Hi, hello. Um, it's a bit weird to be writing here now. I've been MIA on here for while, except for this HUGE THEME UPDATE. I just wanted my website to match the theme of the rest of my social media. Essentially, I've been doing a lot of work. Whether it's school, writing, drawing, and selling things; I've been busy. I actually don't mind being busy, as it helps from being too depressed or manic. But, I've been feeling a little overwhelmed recently. I don't know if it's that the school year is ending in a few months, then there's summer holidays, and I'm also setting the store up, selling work, doing commission, but it's a few of those things.
Most times of the day, I'm either sleeping, writing, drawing, thinking of video ideas, or just being a viewer to other creators. It seems like my life it's pretty chill, and it is, and that's what is bugging me. I don't like getting content, because if I get content with my work and life, I get depressed and rely on my contentment, and then when things change it feels like I'm going insane.
So I'm trying to get things moving. I'm trying something new: commissions.
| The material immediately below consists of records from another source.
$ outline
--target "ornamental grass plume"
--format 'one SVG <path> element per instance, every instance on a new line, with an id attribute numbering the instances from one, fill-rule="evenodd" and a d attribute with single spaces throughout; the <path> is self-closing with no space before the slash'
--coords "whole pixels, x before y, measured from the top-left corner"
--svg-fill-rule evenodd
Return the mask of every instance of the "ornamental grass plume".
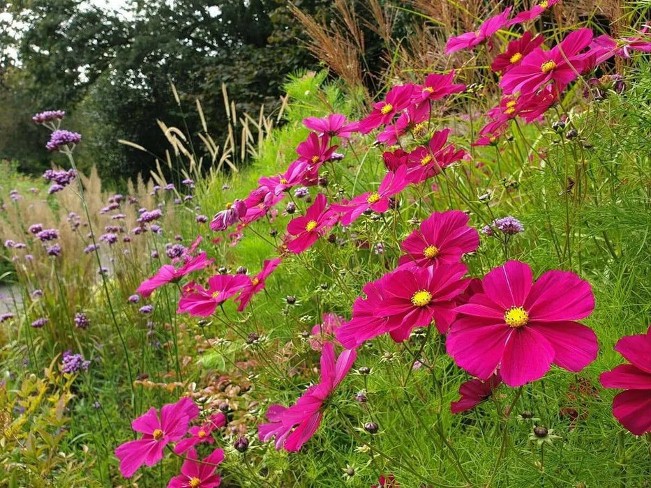
<path id="1" fill-rule="evenodd" d="M 483 293 L 456 309 L 446 346 L 458 365 L 483 380 L 499 367 L 515 387 L 542 378 L 553 363 L 576 372 L 594 360 L 597 336 L 575 321 L 594 307 L 590 284 L 567 271 L 532 277 L 527 264 L 509 261 L 484 277 Z"/>

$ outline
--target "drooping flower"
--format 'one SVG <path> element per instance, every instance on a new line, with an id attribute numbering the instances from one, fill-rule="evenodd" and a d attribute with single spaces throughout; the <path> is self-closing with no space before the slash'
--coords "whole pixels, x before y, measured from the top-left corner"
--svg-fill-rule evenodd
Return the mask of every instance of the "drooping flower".
<path id="1" fill-rule="evenodd" d="M 594 53 L 581 52 L 592 40 L 592 31 L 584 28 L 571 32 L 560 44 L 549 51 L 537 47 L 519 66 L 504 75 L 500 86 L 507 95 L 518 91 L 526 95 L 553 82 L 556 91 L 562 91 L 570 82 L 576 79 L 577 73 L 581 74 L 594 65 Z"/>
<path id="2" fill-rule="evenodd" d="M 310 130 L 325 134 L 329 137 L 350 139 L 352 132 L 357 131 L 357 123 L 349 122 L 346 116 L 341 114 L 330 114 L 322 119 L 308 117 L 303 119 L 303 125 Z"/>
<path id="3" fill-rule="evenodd" d="M 484 277 L 484 292 L 456 309 L 446 346 L 457 365 L 483 380 L 499 367 L 514 387 L 542 378 L 552 363 L 578 372 L 594 360 L 594 333 L 575 321 L 594 307 L 590 284 L 558 270 L 532 282 L 531 268 L 517 261 Z"/>
<path id="4" fill-rule="evenodd" d="M 206 253 L 201 252 L 195 257 L 190 259 L 178 269 L 171 264 L 164 264 L 156 275 L 142 282 L 136 289 L 136 291 L 144 298 L 147 298 L 154 290 L 163 285 L 177 282 L 184 276 L 193 271 L 202 270 L 212 264 L 214 261 L 214 259 L 207 259 Z"/>
<path id="5" fill-rule="evenodd" d="M 184 288 L 177 313 L 208 317 L 218 305 L 237 295 L 248 283 L 248 277 L 244 275 L 212 276 L 208 280 L 207 290 L 194 283 L 189 283 Z"/>
<path id="6" fill-rule="evenodd" d="M 496 372 L 488 380 L 471 379 L 462 383 L 459 387 L 461 398 L 450 404 L 450 410 L 453 413 L 461 413 L 471 410 L 482 402 L 488 399 L 493 392 L 502 383 L 500 373 Z"/>
<path id="7" fill-rule="evenodd" d="M 535 5 L 534 5 L 528 10 L 525 10 L 521 12 L 517 15 L 516 15 L 511 21 L 509 22 L 508 25 L 512 26 L 516 24 L 522 24 L 523 22 L 527 22 L 529 20 L 534 20 L 537 19 L 539 17 L 543 15 L 543 13 L 550 7 L 553 7 L 559 3 L 560 0 L 542 0 Z"/>
<path id="8" fill-rule="evenodd" d="M 334 346 L 327 342 L 321 350 L 321 382 L 308 388 L 288 409 L 271 405 L 267 411 L 271 423 L 258 426 L 260 441 L 276 436 L 276 448 L 297 452 L 314 434 L 323 418 L 323 404 L 334 392 L 354 363 L 357 353 L 346 349 L 335 361 Z"/>
<path id="9" fill-rule="evenodd" d="M 407 167 L 401 166 L 395 173 L 387 174 L 377 191 L 366 192 L 343 204 L 332 204 L 330 209 L 342 215 L 342 225 L 350 225 L 366 210 L 377 213 L 386 212 L 390 206 L 389 197 L 400 193 L 409 183 Z"/>
<path id="10" fill-rule="evenodd" d="M 545 40 L 542 36 L 537 36 L 532 39 L 532 33 L 525 32 L 519 39 L 511 40 L 507 45 L 507 49 L 493 60 L 491 69 L 502 75 L 511 68 L 520 64 L 524 57 Z"/>
<path id="11" fill-rule="evenodd" d="M 435 212 L 401 243 L 401 249 L 406 254 L 400 258 L 400 265 L 456 263 L 464 254 L 477 250 L 479 234 L 468 225 L 469 220 L 458 210 Z"/>
<path id="12" fill-rule="evenodd" d="M 188 434 L 190 437 L 186 437 L 179 441 L 174 446 L 174 452 L 177 454 L 184 454 L 190 448 L 193 448 L 197 444 L 206 442 L 211 444 L 215 441 L 213 439 L 212 432 L 216 429 L 224 427 L 226 425 L 226 415 L 222 413 L 211 415 L 202 425 L 195 425 L 190 427 Z"/>
<path id="13" fill-rule="evenodd" d="M 651 326 L 645 334 L 627 335 L 615 350 L 630 364 L 601 373 L 604 388 L 622 388 L 613 399 L 613 415 L 636 436 L 651 432 Z"/>
<path id="14" fill-rule="evenodd" d="M 216 449 L 200 462 L 194 448 L 188 452 L 181 474 L 170 480 L 167 488 L 214 488 L 221 484 L 221 478 L 215 473 L 217 465 L 224 460 L 224 450 Z"/>
<path id="15" fill-rule="evenodd" d="M 504 12 L 486 20 L 474 32 L 466 32 L 448 39 L 445 54 L 449 54 L 464 49 L 470 49 L 489 39 L 495 32 L 507 25 L 511 15 L 511 7 Z"/>
<path id="16" fill-rule="evenodd" d="M 236 302 L 239 303 L 237 307 L 237 311 L 241 312 L 248 305 L 251 298 L 256 293 L 260 292 L 264 288 L 264 281 L 269 277 L 274 270 L 282 262 L 280 258 L 274 258 L 274 259 L 266 259 L 262 264 L 262 270 L 254 276 L 250 282 L 247 283 L 242 289 L 241 293 L 235 298 Z"/>
<path id="17" fill-rule="evenodd" d="M 294 254 L 300 254 L 311 246 L 336 220 L 334 214 L 326 208 L 327 199 L 322 193 L 314 199 L 314 203 L 303 217 L 293 219 L 287 224 L 287 231 L 294 238 L 287 244 Z"/>
<path id="18" fill-rule="evenodd" d="M 368 116 L 359 121 L 359 130 L 362 134 L 368 134 L 380 125 L 391 123 L 394 116 L 412 104 L 412 98 L 416 85 L 409 83 L 405 85 L 394 86 L 384 100 L 373 104 L 373 109 Z"/>
<path id="19" fill-rule="evenodd" d="M 131 478 L 143 464 L 153 466 L 163 459 L 163 452 L 170 442 L 181 439 L 188 425 L 199 415 L 195 402 L 184 397 L 174 404 L 164 405 L 158 416 L 154 407 L 131 422 L 131 427 L 142 434 L 136 441 L 118 446 L 115 455 L 120 460 L 120 472 Z"/>

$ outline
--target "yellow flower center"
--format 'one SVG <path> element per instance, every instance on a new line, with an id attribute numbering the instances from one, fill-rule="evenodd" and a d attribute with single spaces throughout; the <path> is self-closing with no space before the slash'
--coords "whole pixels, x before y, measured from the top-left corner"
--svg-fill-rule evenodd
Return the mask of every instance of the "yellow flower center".
<path id="1" fill-rule="evenodd" d="M 522 59 L 522 53 L 516 52 L 515 54 L 511 56 L 511 58 L 509 59 L 509 62 L 511 63 L 511 64 L 515 64 L 521 59 Z"/>
<path id="2" fill-rule="evenodd" d="M 428 245 L 423 250 L 423 254 L 428 259 L 433 259 L 438 256 L 439 252 L 440 252 L 440 251 L 439 251 L 438 247 L 435 245 Z"/>
<path id="3" fill-rule="evenodd" d="M 366 201 L 369 204 L 375 204 L 376 201 L 380 201 L 380 194 L 377 192 L 373 192 L 366 199 Z"/>
<path id="4" fill-rule="evenodd" d="M 540 65 L 540 70 L 544 73 L 548 73 L 553 69 L 556 68 L 556 62 L 550 59 Z"/>
<path id="5" fill-rule="evenodd" d="M 522 307 L 511 307 L 504 312 L 504 321 L 514 328 L 523 327 L 529 323 L 529 314 Z"/>
<path id="6" fill-rule="evenodd" d="M 420 290 L 414 293 L 412 303 L 417 307 L 426 307 L 432 301 L 432 293 L 427 290 Z"/>

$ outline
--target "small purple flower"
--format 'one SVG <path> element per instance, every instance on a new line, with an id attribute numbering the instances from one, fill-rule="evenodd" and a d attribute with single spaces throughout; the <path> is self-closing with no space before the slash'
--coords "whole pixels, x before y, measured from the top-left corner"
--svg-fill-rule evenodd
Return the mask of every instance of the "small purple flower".
<path id="1" fill-rule="evenodd" d="M 78 144 L 81 142 L 82 135 L 71 132 L 70 130 L 57 129 L 50 136 L 50 141 L 45 144 L 47 151 L 52 152 L 57 151 L 63 146 L 68 147 L 68 144 Z"/>
<path id="2" fill-rule="evenodd" d="M 37 234 L 40 232 L 43 229 L 43 224 L 32 224 L 31 225 L 29 226 L 29 230 L 30 234 L 36 235 Z"/>
<path id="3" fill-rule="evenodd" d="M 154 312 L 154 305 L 142 305 L 138 309 L 141 314 L 151 314 Z"/>
<path id="4" fill-rule="evenodd" d="M 36 319 L 36 320 L 32 322 L 31 326 L 35 329 L 43 328 L 43 326 L 47 323 L 49 321 L 50 319 L 47 317 L 40 317 L 40 319 Z"/>
<path id="5" fill-rule="evenodd" d="M 210 228 L 216 231 L 224 231 L 246 215 L 246 204 L 242 200 L 235 200 L 227 204 L 225 210 L 218 212 L 210 222 Z"/>
<path id="6" fill-rule="evenodd" d="M 61 256 L 61 246 L 59 244 L 53 244 L 52 245 L 48 246 L 45 249 L 45 252 L 47 253 L 48 256 Z"/>
<path id="7" fill-rule="evenodd" d="M 42 124 L 53 121 L 58 122 L 64 116 L 66 116 L 66 112 L 63 110 L 45 110 L 45 112 L 36 114 L 31 118 L 31 120 L 33 121 L 34 123 Z"/>
<path id="8" fill-rule="evenodd" d="M 91 321 L 88 317 L 83 312 L 77 312 L 75 314 L 75 326 L 78 329 L 86 330 L 91 325 Z"/>
<path id="9" fill-rule="evenodd" d="M 36 237 L 43 243 L 48 241 L 54 241 L 54 239 L 59 238 L 59 231 L 56 229 L 46 229 L 38 233 Z"/>

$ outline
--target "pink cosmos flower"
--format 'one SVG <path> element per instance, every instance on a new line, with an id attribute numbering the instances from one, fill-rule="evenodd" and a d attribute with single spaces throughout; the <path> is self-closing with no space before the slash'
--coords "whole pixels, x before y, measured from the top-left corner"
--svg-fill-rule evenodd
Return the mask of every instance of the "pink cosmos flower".
<path id="1" fill-rule="evenodd" d="M 389 197 L 400 193 L 409 185 L 407 167 L 401 166 L 395 173 L 389 172 L 376 192 L 366 192 L 343 204 L 333 204 L 331 210 L 341 213 L 341 224 L 350 225 L 367 209 L 384 213 L 390 206 Z"/>
<path id="2" fill-rule="evenodd" d="M 554 6 L 560 1 L 560 0 L 542 0 L 542 1 L 533 6 L 530 10 L 518 13 L 511 20 L 507 25 L 510 26 L 516 24 L 522 24 L 529 20 L 537 19 L 542 15 L 545 10 L 550 7 Z"/>
<path id="3" fill-rule="evenodd" d="M 238 312 L 241 312 L 246 308 L 253 296 L 264 289 L 264 280 L 274 272 L 274 270 L 278 268 L 281 262 L 282 259 L 278 257 L 264 261 L 262 264 L 262 270 L 255 275 L 250 282 L 247 283 L 246 286 L 242 289 L 242 292 L 239 294 L 239 296 L 235 298 L 236 302 L 239 302 L 239 305 L 237 307 Z"/>
<path id="4" fill-rule="evenodd" d="M 488 19 L 474 32 L 466 32 L 456 37 L 451 37 L 448 39 L 447 44 L 445 46 L 445 54 L 449 54 L 461 49 L 474 47 L 478 44 L 490 38 L 493 34 L 507 25 L 509 22 L 509 16 L 511 15 L 511 7 L 509 7 L 502 13 Z"/>
<path id="5" fill-rule="evenodd" d="M 477 250 L 479 233 L 468 225 L 469 220 L 458 210 L 433 213 L 401 243 L 401 249 L 406 253 L 400 258 L 401 266 L 456 263 L 464 254 Z"/>
<path id="6" fill-rule="evenodd" d="M 154 407 L 131 422 L 131 427 L 142 437 L 119 445 L 115 455 L 120 460 L 120 472 L 131 478 L 143 464 L 153 466 L 163 459 L 163 451 L 188 432 L 188 425 L 199 415 L 195 402 L 184 397 L 174 404 L 164 405 L 160 417 Z"/>
<path id="7" fill-rule="evenodd" d="M 352 132 L 357 131 L 357 123 L 349 122 L 341 114 L 330 114 L 323 119 L 308 117 L 303 119 L 303 125 L 315 132 L 342 139 L 350 139 Z"/>
<path id="8" fill-rule="evenodd" d="M 188 313 L 193 317 L 208 317 L 215 312 L 218 305 L 237 294 L 248 283 L 248 277 L 244 275 L 212 276 L 208 280 L 207 290 L 190 283 L 184 289 L 177 313 Z"/>
<path id="9" fill-rule="evenodd" d="M 226 204 L 226 208 L 215 214 L 210 228 L 216 231 L 225 231 L 246 214 L 246 204 L 242 200 Z"/>
<path id="10" fill-rule="evenodd" d="M 387 332 L 396 342 L 433 320 L 444 334 L 456 315 L 454 300 L 467 287 L 468 280 L 462 278 L 467 272 L 461 263 L 398 269 L 384 282 L 384 298 L 374 315 L 387 318 Z"/>
<path id="11" fill-rule="evenodd" d="M 357 356 L 357 352 L 346 349 L 335 362 L 334 346 L 325 343 L 321 351 L 321 382 L 308 388 L 288 409 L 271 405 L 267 413 L 271 423 L 258 426 L 260 441 L 275 436 L 277 450 L 299 450 L 319 428 L 324 403 L 348 373 Z"/>
<path id="12" fill-rule="evenodd" d="M 548 271 L 532 284 L 529 266 L 509 261 L 484 278 L 484 293 L 456 308 L 448 353 L 487 380 L 497 367 L 509 386 L 542 378 L 551 363 L 578 372 L 597 357 L 592 329 L 574 321 L 594 307 L 590 284 L 573 273 Z"/>
<path id="13" fill-rule="evenodd" d="M 527 54 L 545 40 L 542 36 L 537 36 L 533 39 L 531 37 L 532 33 L 527 31 L 519 39 L 509 43 L 506 50 L 493 60 L 491 69 L 504 74 L 511 68 L 518 66 Z"/>
<path id="14" fill-rule="evenodd" d="M 427 130 L 426 126 L 421 123 L 429 119 L 429 103 L 417 103 L 410 105 L 407 110 L 398 117 L 396 123 L 387 125 L 384 130 L 375 139 L 378 142 L 393 145 L 408 132 L 412 131 L 414 137 L 422 135 Z"/>
<path id="15" fill-rule="evenodd" d="M 197 444 L 203 442 L 207 442 L 211 444 L 215 441 L 211 435 L 212 432 L 216 429 L 224 427 L 226 425 L 226 415 L 223 413 L 215 413 L 211 415 L 203 425 L 195 425 L 190 427 L 188 434 L 190 437 L 180 441 L 174 446 L 174 452 L 177 454 L 183 454 L 190 448 L 193 448 Z"/>
<path id="16" fill-rule="evenodd" d="M 561 92 L 576 79 L 577 73 L 583 73 L 594 65 L 596 58 L 590 51 L 583 51 L 590 45 L 592 31 L 590 29 L 574 31 L 560 45 L 549 51 L 538 47 L 525 57 L 520 65 L 507 73 L 500 82 L 500 86 L 507 95 L 518 91 L 523 94 L 532 93 L 543 85 L 553 82 Z"/>
<path id="17" fill-rule="evenodd" d="M 312 337 L 310 339 L 310 347 L 313 351 L 320 351 L 326 342 L 331 342 L 343 317 L 336 314 L 324 314 L 323 323 L 317 323 L 312 328 Z"/>
<path id="18" fill-rule="evenodd" d="M 320 193 L 306 211 L 305 215 L 293 219 L 287 224 L 287 231 L 294 236 L 287 245 L 290 252 L 295 254 L 303 252 L 334 224 L 336 216 L 326 208 L 327 204 L 325 195 Z"/>
<path id="19" fill-rule="evenodd" d="M 451 144 L 445 146 L 450 132 L 450 129 L 437 130 L 427 146 L 417 147 L 410 153 L 407 178 L 411 183 L 424 181 L 463 158 L 465 152 L 463 149 L 456 151 Z"/>
<path id="20" fill-rule="evenodd" d="M 416 91 L 414 98 L 421 100 L 440 100 L 452 93 L 458 93 L 465 90 L 465 85 L 463 83 L 454 84 L 455 72 L 453 70 L 447 75 L 432 73 L 425 78 L 425 83 L 421 87 L 421 93 Z"/>
<path id="21" fill-rule="evenodd" d="M 188 452 L 187 459 L 181 466 L 181 474 L 170 480 L 167 488 L 215 488 L 221 478 L 215 473 L 217 465 L 224 460 L 223 449 L 216 449 L 202 462 L 197 461 L 194 448 Z"/>
<path id="22" fill-rule="evenodd" d="M 394 86 L 383 102 L 373 104 L 373 109 L 366 119 L 359 123 L 358 130 L 362 134 L 368 134 L 380 125 L 391 123 L 394 116 L 412 104 L 412 98 L 416 86 L 408 83 L 405 85 Z"/>
<path id="23" fill-rule="evenodd" d="M 622 337 L 615 350 L 630 364 L 601 373 L 604 388 L 623 388 L 613 400 L 613 415 L 636 436 L 651 432 L 651 326 L 645 334 Z"/>
<path id="24" fill-rule="evenodd" d="M 154 290 L 160 288 L 163 284 L 177 282 L 193 271 L 198 271 L 208 267 L 212 264 L 214 261 L 214 259 L 207 259 L 206 253 L 202 252 L 190 259 L 178 269 L 171 264 L 164 264 L 160 266 L 160 269 L 158 270 L 156 275 L 142 282 L 136 289 L 136 291 L 146 298 Z"/>
<path id="25" fill-rule="evenodd" d="M 462 383 L 459 387 L 461 398 L 450 404 L 450 410 L 453 413 L 461 413 L 474 409 L 488 399 L 500 384 L 502 378 L 497 372 L 486 381 L 471 379 Z"/>
<path id="26" fill-rule="evenodd" d="M 286 192 L 292 187 L 300 185 L 305 177 L 308 166 L 308 163 L 305 161 L 296 160 L 287 167 L 287 171 L 283 174 L 277 176 L 262 176 L 257 182 L 270 188 L 274 195 L 278 195 L 283 192 Z"/>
Although, nobody has hired me as of now, I would still like to do them. I've also set up a Depop store so I can sell some of my clothing and other things online; almost like a home run second hand store. I've recently made speedpaints on my channel, which is new for me. But all of this feels like I'm reaching for thin air. I don't see an end goal, and it's making me spiral.
I'm trying to collect myself, get back to work, put on my grown-up pants, and get shit down. But for now, I have two days to finish writing this story for a contest, so that's what I'm doing.